Doctors Gather in Support of EPA’s Carbon Rule
Dr. Alan Lockwood said he has seen way too many children in emergency rooms struggling to breathe while their parents look on confused and helpless.
That is why he and other health professionals from Physicians for Social Responsibility (PSR) support the Environmental Protection Agency’s (EPA) Clean Power Plan, which aims to limit carbon emissions from power plants and the effects of climate change.

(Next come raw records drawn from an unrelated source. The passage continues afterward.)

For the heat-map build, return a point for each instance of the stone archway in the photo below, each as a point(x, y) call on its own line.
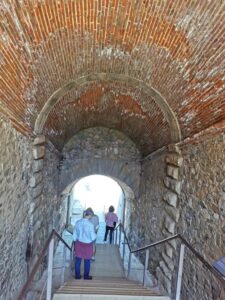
point(175, 131)
point(124, 207)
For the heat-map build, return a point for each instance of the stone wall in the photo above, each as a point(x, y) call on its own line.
point(15, 170)
point(101, 151)
point(29, 205)
point(202, 207)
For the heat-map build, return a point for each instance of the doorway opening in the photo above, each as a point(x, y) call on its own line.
point(98, 192)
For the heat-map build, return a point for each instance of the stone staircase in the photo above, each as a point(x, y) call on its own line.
point(109, 281)
point(105, 288)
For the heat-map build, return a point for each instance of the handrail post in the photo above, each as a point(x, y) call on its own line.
point(129, 265)
point(64, 265)
point(124, 243)
point(116, 236)
point(180, 272)
point(72, 258)
point(145, 266)
point(120, 236)
point(49, 274)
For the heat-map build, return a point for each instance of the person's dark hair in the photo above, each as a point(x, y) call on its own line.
point(88, 212)
point(111, 209)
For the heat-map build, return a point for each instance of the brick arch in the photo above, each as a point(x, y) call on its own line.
point(126, 174)
point(175, 131)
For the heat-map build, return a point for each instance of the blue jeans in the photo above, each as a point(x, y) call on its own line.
point(87, 265)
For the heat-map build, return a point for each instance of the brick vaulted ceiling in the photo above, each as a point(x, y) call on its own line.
point(174, 47)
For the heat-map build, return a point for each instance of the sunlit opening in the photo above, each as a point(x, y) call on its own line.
point(97, 192)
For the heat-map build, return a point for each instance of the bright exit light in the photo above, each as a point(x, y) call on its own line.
point(98, 192)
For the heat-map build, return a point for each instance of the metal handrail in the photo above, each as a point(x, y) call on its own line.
point(39, 261)
point(199, 256)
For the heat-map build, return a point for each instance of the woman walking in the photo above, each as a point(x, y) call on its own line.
point(111, 219)
point(84, 236)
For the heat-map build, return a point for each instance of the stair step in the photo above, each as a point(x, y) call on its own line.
point(102, 288)
point(107, 297)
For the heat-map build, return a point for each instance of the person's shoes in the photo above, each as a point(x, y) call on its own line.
point(88, 278)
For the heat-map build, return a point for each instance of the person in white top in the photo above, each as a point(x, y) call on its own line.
point(95, 221)
point(84, 235)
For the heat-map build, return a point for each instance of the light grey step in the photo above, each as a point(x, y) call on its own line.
point(108, 297)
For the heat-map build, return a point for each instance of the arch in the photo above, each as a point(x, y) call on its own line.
point(75, 83)
point(127, 202)
point(128, 173)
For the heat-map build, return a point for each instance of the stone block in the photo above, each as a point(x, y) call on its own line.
point(174, 159)
point(40, 140)
point(173, 212)
point(173, 185)
point(38, 152)
point(169, 224)
point(169, 250)
point(35, 179)
point(173, 172)
point(169, 262)
point(170, 198)
point(38, 165)
point(164, 283)
point(36, 191)
point(174, 148)
point(173, 244)
point(165, 269)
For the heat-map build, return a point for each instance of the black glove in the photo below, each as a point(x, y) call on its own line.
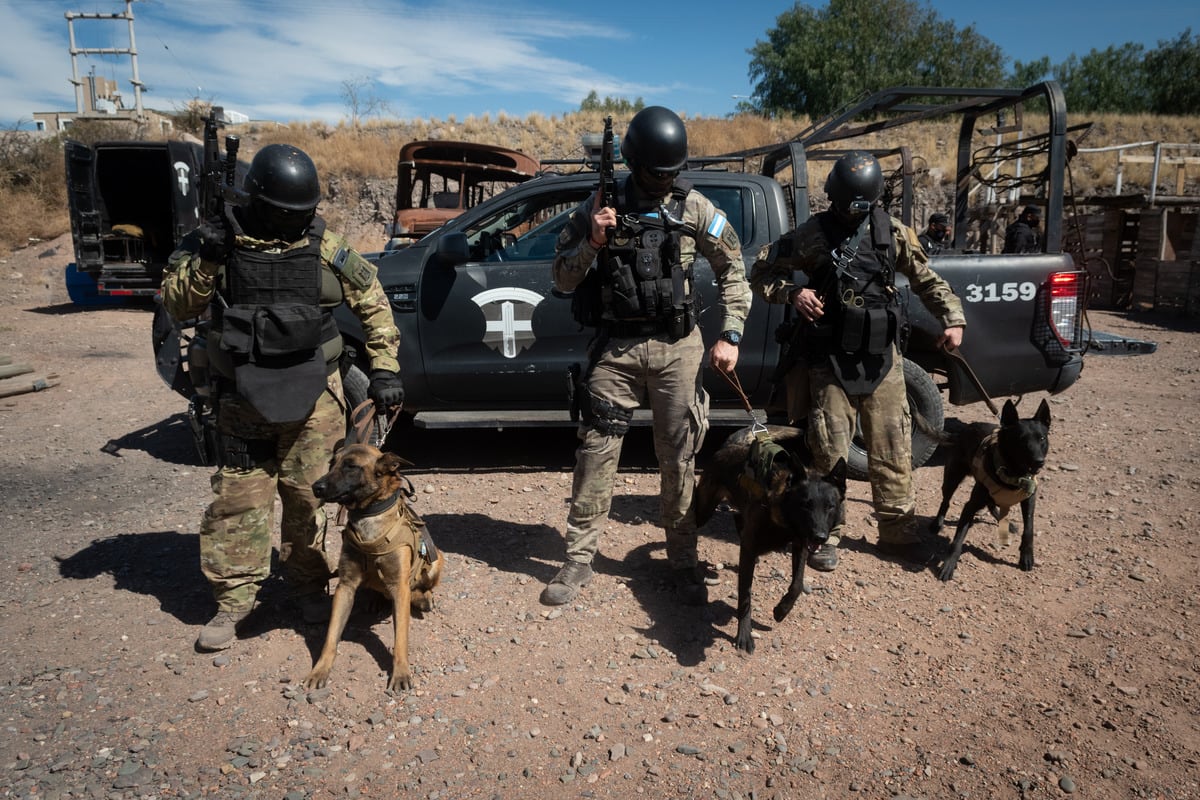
point(385, 390)
point(214, 241)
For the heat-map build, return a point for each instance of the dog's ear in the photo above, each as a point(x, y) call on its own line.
point(837, 476)
point(1008, 415)
point(391, 463)
point(1043, 414)
point(778, 485)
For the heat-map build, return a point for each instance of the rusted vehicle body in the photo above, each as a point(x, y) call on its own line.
point(436, 181)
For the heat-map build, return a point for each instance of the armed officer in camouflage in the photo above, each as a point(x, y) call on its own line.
point(631, 269)
point(270, 275)
point(850, 337)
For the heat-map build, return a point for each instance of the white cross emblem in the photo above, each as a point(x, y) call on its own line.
point(509, 314)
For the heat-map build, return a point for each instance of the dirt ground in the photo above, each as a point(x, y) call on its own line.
point(1079, 678)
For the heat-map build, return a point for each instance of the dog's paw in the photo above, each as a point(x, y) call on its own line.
point(316, 679)
point(947, 571)
point(400, 684)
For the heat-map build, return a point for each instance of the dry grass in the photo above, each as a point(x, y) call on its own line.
point(35, 205)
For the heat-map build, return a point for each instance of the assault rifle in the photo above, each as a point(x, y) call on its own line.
point(607, 180)
point(219, 175)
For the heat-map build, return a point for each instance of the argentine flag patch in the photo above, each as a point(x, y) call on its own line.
point(717, 226)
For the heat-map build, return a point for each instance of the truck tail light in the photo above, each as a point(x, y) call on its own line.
point(1066, 312)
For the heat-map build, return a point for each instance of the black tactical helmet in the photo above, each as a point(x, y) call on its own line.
point(283, 176)
point(855, 178)
point(655, 140)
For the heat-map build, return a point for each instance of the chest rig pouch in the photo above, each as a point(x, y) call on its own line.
point(867, 313)
point(645, 286)
point(271, 326)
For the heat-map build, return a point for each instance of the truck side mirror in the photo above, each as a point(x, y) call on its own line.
point(454, 250)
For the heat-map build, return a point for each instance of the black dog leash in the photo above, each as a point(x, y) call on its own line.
point(975, 379)
point(731, 378)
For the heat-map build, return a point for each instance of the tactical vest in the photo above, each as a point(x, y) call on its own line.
point(641, 286)
point(274, 328)
point(863, 316)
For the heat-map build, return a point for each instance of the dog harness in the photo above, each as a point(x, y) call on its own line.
point(408, 529)
point(765, 458)
point(1005, 489)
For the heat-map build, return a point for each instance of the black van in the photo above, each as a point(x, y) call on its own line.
point(131, 203)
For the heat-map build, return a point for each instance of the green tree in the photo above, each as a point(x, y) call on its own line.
point(1111, 80)
point(1175, 66)
point(611, 104)
point(816, 60)
point(1031, 72)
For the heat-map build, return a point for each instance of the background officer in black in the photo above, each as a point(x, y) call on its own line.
point(1021, 236)
point(936, 234)
point(271, 274)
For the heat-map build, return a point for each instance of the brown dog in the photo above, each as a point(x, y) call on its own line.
point(384, 547)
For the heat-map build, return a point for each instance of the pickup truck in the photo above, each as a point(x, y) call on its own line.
point(486, 341)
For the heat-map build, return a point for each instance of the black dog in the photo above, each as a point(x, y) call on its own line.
point(761, 471)
point(1005, 462)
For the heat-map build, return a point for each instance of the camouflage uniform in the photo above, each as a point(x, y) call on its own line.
point(832, 411)
point(664, 372)
point(235, 530)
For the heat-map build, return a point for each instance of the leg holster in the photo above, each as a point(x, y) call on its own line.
point(603, 415)
point(244, 453)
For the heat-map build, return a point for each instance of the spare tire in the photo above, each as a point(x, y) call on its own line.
point(924, 400)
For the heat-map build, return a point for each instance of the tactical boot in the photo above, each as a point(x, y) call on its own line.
point(689, 584)
point(901, 539)
point(564, 585)
point(823, 558)
point(221, 630)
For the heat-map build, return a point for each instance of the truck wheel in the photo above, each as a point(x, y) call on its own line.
point(924, 400)
point(354, 386)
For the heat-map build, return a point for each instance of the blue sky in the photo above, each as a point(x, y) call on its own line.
point(292, 60)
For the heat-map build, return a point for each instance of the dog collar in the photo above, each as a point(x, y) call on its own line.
point(995, 468)
point(378, 506)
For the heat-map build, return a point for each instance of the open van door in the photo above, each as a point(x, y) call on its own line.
point(83, 203)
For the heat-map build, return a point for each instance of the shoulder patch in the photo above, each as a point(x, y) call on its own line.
point(355, 270)
point(910, 234)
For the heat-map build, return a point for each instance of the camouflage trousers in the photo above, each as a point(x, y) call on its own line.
point(887, 434)
point(235, 531)
point(667, 376)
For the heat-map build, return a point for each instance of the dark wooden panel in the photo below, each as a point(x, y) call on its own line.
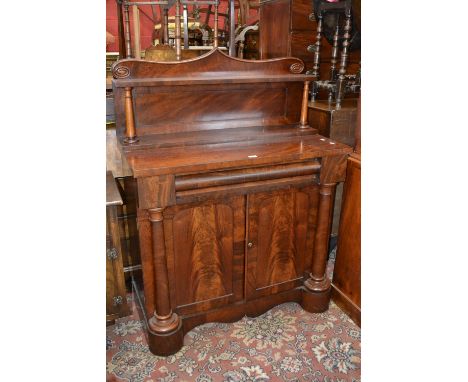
point(337, 124)
point(167, 110)
point(347, 272)
point(156, 191)
point(280, 236)
point(205, 243)
point(300, 11)
point(274, 21)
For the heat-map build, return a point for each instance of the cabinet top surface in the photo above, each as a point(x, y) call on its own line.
point(214, 112)
point(248, 152)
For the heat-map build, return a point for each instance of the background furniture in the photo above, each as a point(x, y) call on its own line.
point(337, 123)
point(340, 19)
point(116, 301)
point(289, 28)
point(235, 190)
point(346, 285)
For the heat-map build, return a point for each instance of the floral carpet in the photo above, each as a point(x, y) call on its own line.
point(284, 344)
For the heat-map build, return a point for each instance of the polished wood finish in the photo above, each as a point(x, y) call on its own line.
point(289, 28)
point(339, 124)
point(130, 134)
point(346, 286)
point(229, 189)
point(116, 302)
point(305, 103)
point(336, 123)
point(280, 239)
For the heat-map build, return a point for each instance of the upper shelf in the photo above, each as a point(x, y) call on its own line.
point(218, 79)
point(214, 67)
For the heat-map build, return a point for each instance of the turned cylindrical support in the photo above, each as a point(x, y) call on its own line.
point(215, 35)
point(128, 43)
point(185, 17)
point(136, 32)
point(166, 26)
point(334, 55)
point(164, 320)
point(318, 42)
point(318, 280)
point(341, 82)
point(177, 32)
point(130, 132)
point(305, 106)
point(232, 28)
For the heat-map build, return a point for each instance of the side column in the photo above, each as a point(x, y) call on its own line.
point(317, 287)
point(165, 334)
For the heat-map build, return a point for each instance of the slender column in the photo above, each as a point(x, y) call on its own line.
point(164, 320)
point(121, 32)
point(166, 26)
point(130, 132)
point(215, 36)
point(318, 280)
point(128, 42)
point(185, 16)
point(240, 51)
point(177, 32)
point(334, 56)
point(334, 59)
point(136, 32)
point(341, 83)
point(318, 42)
point(305, 106)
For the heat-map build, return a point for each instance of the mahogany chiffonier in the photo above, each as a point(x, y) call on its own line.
point(235, 190)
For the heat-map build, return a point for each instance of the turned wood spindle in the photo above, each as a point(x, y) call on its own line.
point(318, 280)
point(341, 83)
point(177, 32)
point(215, 36)
point(232, 28)
point(121, 31)
point(136, 32)
point(305, 106)
point(318, 42)
point(163, 320)
point(185, 17)
point(334, 58)
point(130, 132)
point(128, 42)
point(166, 26)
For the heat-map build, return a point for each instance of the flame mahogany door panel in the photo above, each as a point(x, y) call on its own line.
point(205, 253)
point(281, 229)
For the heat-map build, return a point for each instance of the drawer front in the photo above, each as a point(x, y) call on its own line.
point(205, 254)
point(281, 228)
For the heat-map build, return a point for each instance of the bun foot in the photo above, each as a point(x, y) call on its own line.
point(166, 344)
point(316, 302)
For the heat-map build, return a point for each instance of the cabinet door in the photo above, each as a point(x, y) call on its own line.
point(281, 228)
point(205, 248)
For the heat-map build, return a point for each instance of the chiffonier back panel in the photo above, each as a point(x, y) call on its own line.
point(214, 91)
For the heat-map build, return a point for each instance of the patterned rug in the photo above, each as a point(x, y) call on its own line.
point(284, 344)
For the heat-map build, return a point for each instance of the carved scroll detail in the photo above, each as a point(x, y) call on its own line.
point(296, 68)
point(121, 71)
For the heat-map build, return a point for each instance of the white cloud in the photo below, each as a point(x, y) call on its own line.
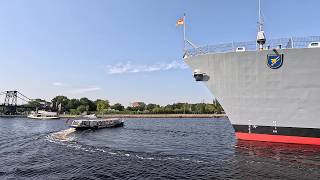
point(125, 68)
point(58, 84)
point(84, 90)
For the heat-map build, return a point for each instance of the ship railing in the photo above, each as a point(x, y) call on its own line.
point(282, 43)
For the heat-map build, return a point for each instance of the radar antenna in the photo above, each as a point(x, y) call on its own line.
point(261, 38)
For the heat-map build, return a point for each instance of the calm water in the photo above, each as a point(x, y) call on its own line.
point(147, 149)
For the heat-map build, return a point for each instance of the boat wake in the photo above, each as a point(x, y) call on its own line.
point(62, 136)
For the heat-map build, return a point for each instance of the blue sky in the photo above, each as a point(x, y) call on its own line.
point(125, 50)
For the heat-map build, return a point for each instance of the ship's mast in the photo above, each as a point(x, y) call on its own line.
point(261, 38)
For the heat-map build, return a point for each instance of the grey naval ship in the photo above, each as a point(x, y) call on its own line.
point(269, 88)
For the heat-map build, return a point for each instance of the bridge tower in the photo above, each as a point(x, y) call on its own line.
point(11, 98)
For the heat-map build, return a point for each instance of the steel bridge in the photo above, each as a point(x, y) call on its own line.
point(10, 104)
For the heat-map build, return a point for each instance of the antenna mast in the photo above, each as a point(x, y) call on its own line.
point(261, 38)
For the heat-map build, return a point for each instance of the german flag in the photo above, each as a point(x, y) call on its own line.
point(180, 22)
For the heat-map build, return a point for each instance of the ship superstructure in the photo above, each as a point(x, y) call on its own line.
point(269, 88)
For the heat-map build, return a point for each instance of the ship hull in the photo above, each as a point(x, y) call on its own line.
point(265, 104)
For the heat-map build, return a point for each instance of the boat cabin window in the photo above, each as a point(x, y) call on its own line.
point(240, 49)
point(314, 45)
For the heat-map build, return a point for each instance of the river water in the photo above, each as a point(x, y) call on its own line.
point(147, 149)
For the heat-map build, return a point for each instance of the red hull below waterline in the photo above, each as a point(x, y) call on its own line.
point(278, 138)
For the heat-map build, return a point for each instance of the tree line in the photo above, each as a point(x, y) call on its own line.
point(62, 104)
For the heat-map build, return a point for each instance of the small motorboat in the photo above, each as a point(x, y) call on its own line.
point(96, 123)
point(43, 115)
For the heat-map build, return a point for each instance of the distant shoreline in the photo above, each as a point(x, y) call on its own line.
point(135, 116)
point(153, 116)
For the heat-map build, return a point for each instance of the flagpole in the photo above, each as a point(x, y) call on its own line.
point(184, 32)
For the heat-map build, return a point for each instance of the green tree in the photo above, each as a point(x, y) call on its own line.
point(73, 104)
point(63, 100)
point(86, 102)
point(102, 105)
point(82, 108)
point(118, 107)
point(150, 107)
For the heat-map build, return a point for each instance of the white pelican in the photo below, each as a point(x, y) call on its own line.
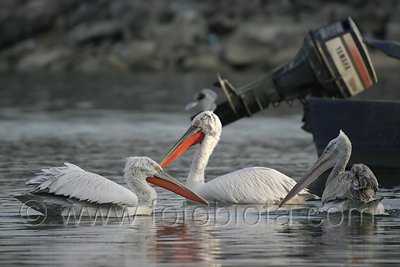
point(344, 190)
point(205, 100)
point(250, 185)
point(61, 188)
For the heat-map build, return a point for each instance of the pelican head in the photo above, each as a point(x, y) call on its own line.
point(140, 169)
point(205, 124)
point(337, 152)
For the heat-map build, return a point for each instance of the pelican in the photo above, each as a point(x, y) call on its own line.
point(344, 190)
point(246, 186)
point(61, 188)
point(205, 100)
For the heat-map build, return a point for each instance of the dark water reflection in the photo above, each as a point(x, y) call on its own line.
point(98, 121)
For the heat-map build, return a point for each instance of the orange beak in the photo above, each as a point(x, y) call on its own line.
point(193, 136)
point(164, 180)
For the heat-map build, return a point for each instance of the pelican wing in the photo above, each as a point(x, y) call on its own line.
point(72, 181)
point(252, 185)
point(357, 184)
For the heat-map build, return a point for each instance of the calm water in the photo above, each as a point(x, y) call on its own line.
point(97, 122)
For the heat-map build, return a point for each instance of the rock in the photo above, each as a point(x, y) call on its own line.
point(22, 22)
point(109, 29)
point(254, 44)
point(140, 55)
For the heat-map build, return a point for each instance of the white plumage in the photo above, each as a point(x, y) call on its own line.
point(245, 186)
point(344, 190)
point(74, 182)
point(60, 189)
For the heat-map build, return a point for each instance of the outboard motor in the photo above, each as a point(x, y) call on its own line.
point(332, 62)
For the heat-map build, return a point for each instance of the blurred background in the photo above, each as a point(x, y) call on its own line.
point(102, 36)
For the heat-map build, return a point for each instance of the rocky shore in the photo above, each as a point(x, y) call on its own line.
point(97, 36)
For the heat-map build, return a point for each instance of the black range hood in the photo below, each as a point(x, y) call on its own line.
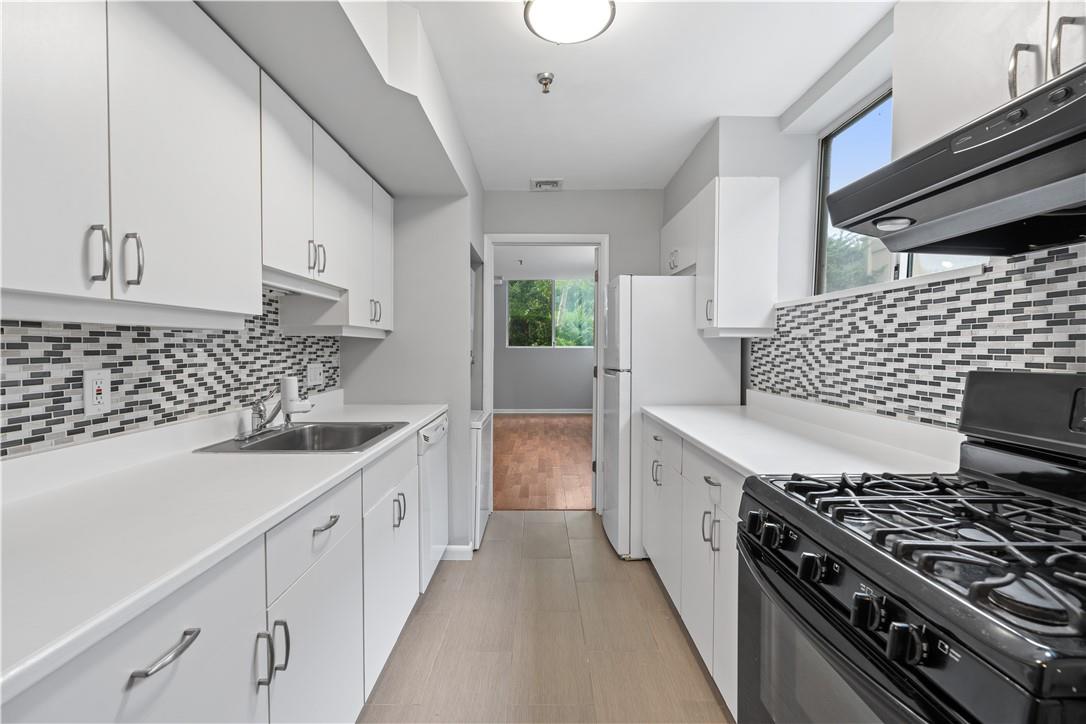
point(1010, 182)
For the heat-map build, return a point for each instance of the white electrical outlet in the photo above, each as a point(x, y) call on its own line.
point(96, 392)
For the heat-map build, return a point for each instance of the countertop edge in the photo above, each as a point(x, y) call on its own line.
point(49, 658)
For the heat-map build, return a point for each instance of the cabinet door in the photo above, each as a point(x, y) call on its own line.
point(319, 675)
point(390, 551)
point(382, 257)
point(343, 225)
point(954, 56)
point(725, 596)
point(1069, 18)
point(697, 566)
point(185, 153)
point(286, 182)
point(55, 148)
point(213, 680)
point(704, 220)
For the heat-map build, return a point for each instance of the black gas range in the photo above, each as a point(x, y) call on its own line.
point(927, 596)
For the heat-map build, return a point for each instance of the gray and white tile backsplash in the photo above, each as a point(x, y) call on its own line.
point(160, 376)
point(905, 352)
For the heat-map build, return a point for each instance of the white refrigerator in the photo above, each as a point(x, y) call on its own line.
point(653, 355)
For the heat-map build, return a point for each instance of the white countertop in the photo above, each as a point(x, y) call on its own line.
point(754, 442)
point(83, 559)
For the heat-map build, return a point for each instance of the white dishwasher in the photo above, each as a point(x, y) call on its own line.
point(433, 497)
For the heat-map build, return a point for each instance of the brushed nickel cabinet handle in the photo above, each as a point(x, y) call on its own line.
point(106, 253)
point(331, 521)
point(188, 636)
point(286, 639)
point(1012, 65)
point(1053, 47)
point(139, 259)
point(268, 659)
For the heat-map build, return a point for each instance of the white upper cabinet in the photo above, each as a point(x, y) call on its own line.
point(957, 61)
point(736, 221)
point(55, 149)
point(185, 160)
point(382, 258)
point(343, 224)
point(286, 182)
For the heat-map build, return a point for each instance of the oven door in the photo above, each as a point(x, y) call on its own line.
point(798, 665)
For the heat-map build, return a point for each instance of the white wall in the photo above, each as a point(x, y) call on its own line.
point(631, 218)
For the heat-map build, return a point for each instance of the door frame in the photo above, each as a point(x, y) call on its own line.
point(600, 241)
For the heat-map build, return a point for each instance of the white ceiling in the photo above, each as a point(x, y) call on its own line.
point(627, 108)
point(552, 262)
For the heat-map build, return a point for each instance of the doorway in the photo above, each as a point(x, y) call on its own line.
point(542, 326)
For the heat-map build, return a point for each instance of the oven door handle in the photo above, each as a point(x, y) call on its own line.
point(887, 705)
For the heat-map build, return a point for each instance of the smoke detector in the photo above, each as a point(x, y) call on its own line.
point(545, 185)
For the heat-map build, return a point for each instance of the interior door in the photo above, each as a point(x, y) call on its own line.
point(185, 160)
point(55, 149)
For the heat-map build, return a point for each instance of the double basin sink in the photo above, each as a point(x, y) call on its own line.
point(312, 437)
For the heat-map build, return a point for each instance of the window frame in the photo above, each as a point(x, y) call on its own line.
point(822, 216)
point(554, 297)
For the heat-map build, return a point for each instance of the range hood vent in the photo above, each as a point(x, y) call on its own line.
point(1010, 182)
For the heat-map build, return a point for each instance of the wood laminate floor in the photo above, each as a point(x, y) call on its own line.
point(542, 461)
point(544, 624)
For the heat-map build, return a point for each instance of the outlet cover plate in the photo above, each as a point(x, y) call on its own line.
point(96, 392)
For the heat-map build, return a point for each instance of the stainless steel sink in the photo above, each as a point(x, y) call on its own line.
point(312, 437)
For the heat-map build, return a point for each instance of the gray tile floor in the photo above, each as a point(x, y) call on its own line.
point(545, 624)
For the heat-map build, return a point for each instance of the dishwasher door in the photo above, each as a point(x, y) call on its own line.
point(433, 498)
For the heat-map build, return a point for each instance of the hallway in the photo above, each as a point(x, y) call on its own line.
point(542, 461)
point(545, 624)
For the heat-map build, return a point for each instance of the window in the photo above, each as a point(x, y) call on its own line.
point(847, 259)
point(545, 313)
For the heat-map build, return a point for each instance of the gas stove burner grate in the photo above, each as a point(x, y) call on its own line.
point(1018, 555)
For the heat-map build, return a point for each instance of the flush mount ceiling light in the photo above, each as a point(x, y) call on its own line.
point(564, 22)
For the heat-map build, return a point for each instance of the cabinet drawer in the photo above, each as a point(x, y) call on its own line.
point(666, 446)
point(697, 465)
point(300, 541)
point(387, 472)
point(211, 623)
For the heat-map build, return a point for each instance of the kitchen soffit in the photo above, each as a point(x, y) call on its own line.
point(628, 106)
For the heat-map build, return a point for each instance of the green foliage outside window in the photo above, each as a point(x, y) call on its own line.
point(543, 313)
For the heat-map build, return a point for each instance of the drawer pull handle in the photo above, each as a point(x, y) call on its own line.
point(268, 658)
point(327, 526)
point(286, 639)
point(169, 657)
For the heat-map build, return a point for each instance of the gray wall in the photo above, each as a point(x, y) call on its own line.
point(631, 218)
point(538, 379)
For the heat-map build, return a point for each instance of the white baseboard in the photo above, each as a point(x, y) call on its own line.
point(544, 411)
point(458, 553)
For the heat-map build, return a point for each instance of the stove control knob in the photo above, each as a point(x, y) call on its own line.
point(906, 644)
point(771, 535)
point(867, 612)
point(812, 567)
point(754, 522)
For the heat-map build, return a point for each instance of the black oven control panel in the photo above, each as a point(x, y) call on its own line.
point(904, 637)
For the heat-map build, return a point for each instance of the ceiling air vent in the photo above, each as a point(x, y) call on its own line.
point(546, 185)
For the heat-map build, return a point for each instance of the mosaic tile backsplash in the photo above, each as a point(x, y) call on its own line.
point(905, 352)
point(160, 376)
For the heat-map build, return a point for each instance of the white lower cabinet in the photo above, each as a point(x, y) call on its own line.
point(317, 627)
point(212, 626)
point(390, 528)
point(698, 511)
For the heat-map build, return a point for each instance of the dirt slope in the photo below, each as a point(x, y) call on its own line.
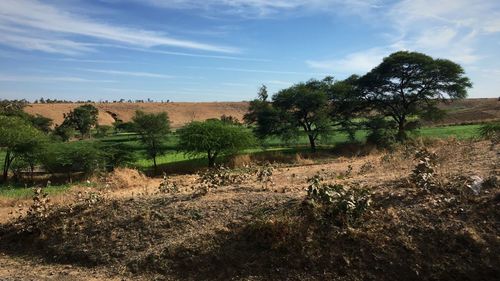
point(241, 232)
point(179, 113)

The EPA projects that the plan could prevent up to 150,000 asthma attacks in children as well as 490,000 missed work and school days in 2030, which is when President Barack Obama hopes to decrease carbon dioxide by 30 percent.
“If we support the Clean Power Plant protections, better health (and) reduced healthcare costs await us,” Lockwood said. “If we don’t, the future will be clouded with severe weather events, increased storms, more heat related deaths and increasing costs to health.”
The EPA will begin conducting public hearings on the plan Thursday in Pittsburgh, Atlanta, Denver and Washington.
Dr. Catherine Thomasson, PSR Executive Director, said the EPA looked at each state and estimated the possibility of lowering carbon pollution from power plants by developing alternatives sources of electricity.
“There’s no pollution from energy efficiency using insolation, white roofs, efficient appliances and lighting and other measures, we could reduce our electricity needs by 50 percent,” Thomasson said. “What is the target for Pennsylvania based on the EPA’s calculation? Twelve percent.”
While many Pennsylvanians, including Governor Tom Corbett, expressed concern that the new regulations would result in higher electricity bills, Thomasson disputes that.
“The cost of implementing energy efficiency is only 20 percent of that of building new power plants,” Thomasson said. “So it’s cost effective and lowers your electricity bill.”
According to PSR, each dollar invested in the EPA’s plan could result in a net of $7 in health benefits for American families.
Dr. Steven Moffic, former professor of psychiatry at the Medical College of Wisconsin, said the regulations could also help with mental health.
According to him, climate change increases alcohol and substance abuse, Post Traumatic Stress Disorder from super storms, schizophrenia and autism from small particles in the air that could affect the developing brain.
He compared climate change and its effects to the frog experiment.
“If you drop a frog into boiling water, what will it do? It will jump right out,” Moffic said. “But if you drop a frog into water which you very slowly increase in temperature, what do you think happens? It ends up being boiled, cooked and dies. We don’t want that to happen to our temperatures, right?”